Six Easy Steps to Weathering the Financial Storm

Times are tough. Here’s how to emerge unscathed.


Great execution starts with clarity of purpose and a clear vision of what you want to accomplish. Without a carefully planned approach, organizational goals cannot be attained. It is better to have mediocre goals and great execution than great goals and mediocre execution. The bottom line is that great execution improves an organization’s operational efficiency and lowers its costs. Since execution is essential to success, especially during a recession, have you and your organization developed a disciplined approach to it? Do you spend time developing and perfecting processes that will help achieve desired outcomes? Have you seen good plans gone awry because of substandard execution efforts?

Harness the Power of Curiosity

To thrive in this recession, leaders of EMS agencies must possess an intense curiosity that leads to consistently asking piercing questions about their current reality and future possibilities. Leaders who relentlessly ask questions create opportunities to turn unrealized potential into results. Curiosity allows people to bring flexibility and improvement to policies, procedures and practices that are stale and rigid, and it brings structure to the type of chaos created by declining financial resources.

Curiosity helps create a culture that motivates people to ask “what if” and “why not” questions, and it promotes a climate of “let’s try it” experimentation to inspire innovation. Curiosity is not just a way to harvest ideas; it’s also a process of involving people, and it encourages them to take responsibility for shaping their ideas. It’s a great method to inspire people to not just voice problems, but also to figure out solutions.
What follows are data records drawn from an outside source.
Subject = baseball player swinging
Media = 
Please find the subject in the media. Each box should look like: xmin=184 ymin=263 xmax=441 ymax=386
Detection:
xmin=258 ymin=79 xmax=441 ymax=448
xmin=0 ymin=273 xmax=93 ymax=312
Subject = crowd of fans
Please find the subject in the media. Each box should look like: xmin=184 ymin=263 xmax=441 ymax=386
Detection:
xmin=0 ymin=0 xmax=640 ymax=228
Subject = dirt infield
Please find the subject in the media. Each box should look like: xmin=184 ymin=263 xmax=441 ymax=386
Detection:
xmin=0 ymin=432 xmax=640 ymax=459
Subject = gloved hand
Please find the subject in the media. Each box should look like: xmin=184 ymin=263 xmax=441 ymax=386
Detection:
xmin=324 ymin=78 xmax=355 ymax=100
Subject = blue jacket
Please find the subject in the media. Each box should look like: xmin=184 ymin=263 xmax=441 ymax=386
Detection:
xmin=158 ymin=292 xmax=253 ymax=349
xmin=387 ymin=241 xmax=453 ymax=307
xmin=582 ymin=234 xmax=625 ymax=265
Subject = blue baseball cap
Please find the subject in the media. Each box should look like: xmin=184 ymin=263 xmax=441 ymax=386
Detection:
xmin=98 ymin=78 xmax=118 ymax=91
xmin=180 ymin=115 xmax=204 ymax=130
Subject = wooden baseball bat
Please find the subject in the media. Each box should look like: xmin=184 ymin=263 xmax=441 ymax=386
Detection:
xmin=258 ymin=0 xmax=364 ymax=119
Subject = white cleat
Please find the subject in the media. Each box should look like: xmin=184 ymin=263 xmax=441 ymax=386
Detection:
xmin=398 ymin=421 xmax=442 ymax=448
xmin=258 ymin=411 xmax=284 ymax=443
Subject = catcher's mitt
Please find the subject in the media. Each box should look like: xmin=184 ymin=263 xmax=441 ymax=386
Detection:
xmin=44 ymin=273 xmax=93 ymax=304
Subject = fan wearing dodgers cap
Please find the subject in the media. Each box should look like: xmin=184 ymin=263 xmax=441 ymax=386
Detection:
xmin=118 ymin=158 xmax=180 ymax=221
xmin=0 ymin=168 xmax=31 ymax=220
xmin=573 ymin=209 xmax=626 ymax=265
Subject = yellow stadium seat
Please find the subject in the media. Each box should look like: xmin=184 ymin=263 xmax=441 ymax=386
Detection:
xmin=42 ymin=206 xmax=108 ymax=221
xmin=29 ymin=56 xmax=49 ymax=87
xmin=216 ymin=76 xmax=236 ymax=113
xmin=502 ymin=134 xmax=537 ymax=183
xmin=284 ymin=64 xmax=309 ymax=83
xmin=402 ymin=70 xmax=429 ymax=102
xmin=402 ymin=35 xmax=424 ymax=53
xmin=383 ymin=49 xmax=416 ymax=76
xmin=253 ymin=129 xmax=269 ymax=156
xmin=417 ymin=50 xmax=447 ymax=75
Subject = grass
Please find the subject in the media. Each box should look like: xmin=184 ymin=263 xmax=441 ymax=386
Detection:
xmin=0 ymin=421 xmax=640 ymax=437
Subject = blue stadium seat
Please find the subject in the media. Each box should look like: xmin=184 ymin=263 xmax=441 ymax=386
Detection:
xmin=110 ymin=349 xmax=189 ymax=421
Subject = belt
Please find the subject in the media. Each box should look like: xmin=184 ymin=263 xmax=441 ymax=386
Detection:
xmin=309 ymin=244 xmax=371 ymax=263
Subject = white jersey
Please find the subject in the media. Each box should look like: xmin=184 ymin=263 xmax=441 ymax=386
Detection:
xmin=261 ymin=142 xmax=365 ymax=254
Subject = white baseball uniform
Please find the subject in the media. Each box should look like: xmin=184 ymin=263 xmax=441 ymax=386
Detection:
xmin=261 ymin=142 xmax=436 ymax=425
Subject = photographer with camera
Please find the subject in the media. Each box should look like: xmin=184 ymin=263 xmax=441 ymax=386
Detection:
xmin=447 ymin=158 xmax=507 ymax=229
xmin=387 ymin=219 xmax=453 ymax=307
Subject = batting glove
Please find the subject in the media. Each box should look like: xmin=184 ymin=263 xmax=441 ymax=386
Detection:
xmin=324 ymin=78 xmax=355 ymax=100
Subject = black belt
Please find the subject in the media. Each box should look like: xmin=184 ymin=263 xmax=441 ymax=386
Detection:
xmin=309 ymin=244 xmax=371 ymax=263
To practice the discipline of curiosity, you must keep an open mind. You must be open to learning, unlearning and relearning. If there are long-standing ideals you believe might be wrong, be prepared to accept this possibility and change your mind. Since the mind is like a muscle that becomes stronger through exercise, the mental exercise caused by curiosity makes your mind stronger and stronger.

Intellectual and organizational curiosity is essential in today’s world. Financial challenges associated with this recession require EMS organizations to constantly troll for fresh ideas and unfiltered knowledge from sources close to the work. Front-line personnel might have powerful answers to questions not yet asked, such as, “How can we control waste?” and “What type of cost-saving measures would you suggest?” Do you relentlessly pose questions to your staff? Do you have an intense desire to be curious, to dig deep into the underlying issues that rarely get solved? Are you ready to look below appearances and be open to what you might find? How many great ideas have been lost to a lack of curiosity?

Pursue Relentless Renewal

To succeed in this new reality, individuals and organizations must be able to deal quickly and resolutely with change. Declining financial resources and increasing market demands, such as bariatric transport needs, require EMS leaders and their agencies to renew, reinvent and continually transform themselves. For this to occur, knowledge is the most critical asset. The process of gathering knowledge and learning when and how to renovate can’t be relegated to specific locations or circumstances. Instead, learning and sharing knowledge must happen on an ongoing basis.

In every EMS organization, there is an enormous amount of wasted knowledge. An EMT who works in a senior center or care home every day collects a lot of information about those customers. He learns things that even employees in those facilities don’t know. Some of that information and insight about these customers’ needs could be useful to leaders of their EMS agencies, but often it is lost because the EMT doesn’t recognize its value or is unable to get the information to the people who can use it. Individuals and organizations need to understand that gathering and sharing knowledge is critical if they are to recognize changes in the environment and respond appropriately. Responding appropriately may involve revamping services or altering the deployment of resources.

Responding effectively to change requires individuals and their agencies to be avid learners. Innovations remain unique and cutting-edge for a nanosecond, then are superceded by something newer or better. The challenge for us as leaders, therefore, is to design and build organizations where everything gets better and everybody gets smarter every day. Voracious learning that leads to relentless renewal is a key to sustained success in unfavorable conditions.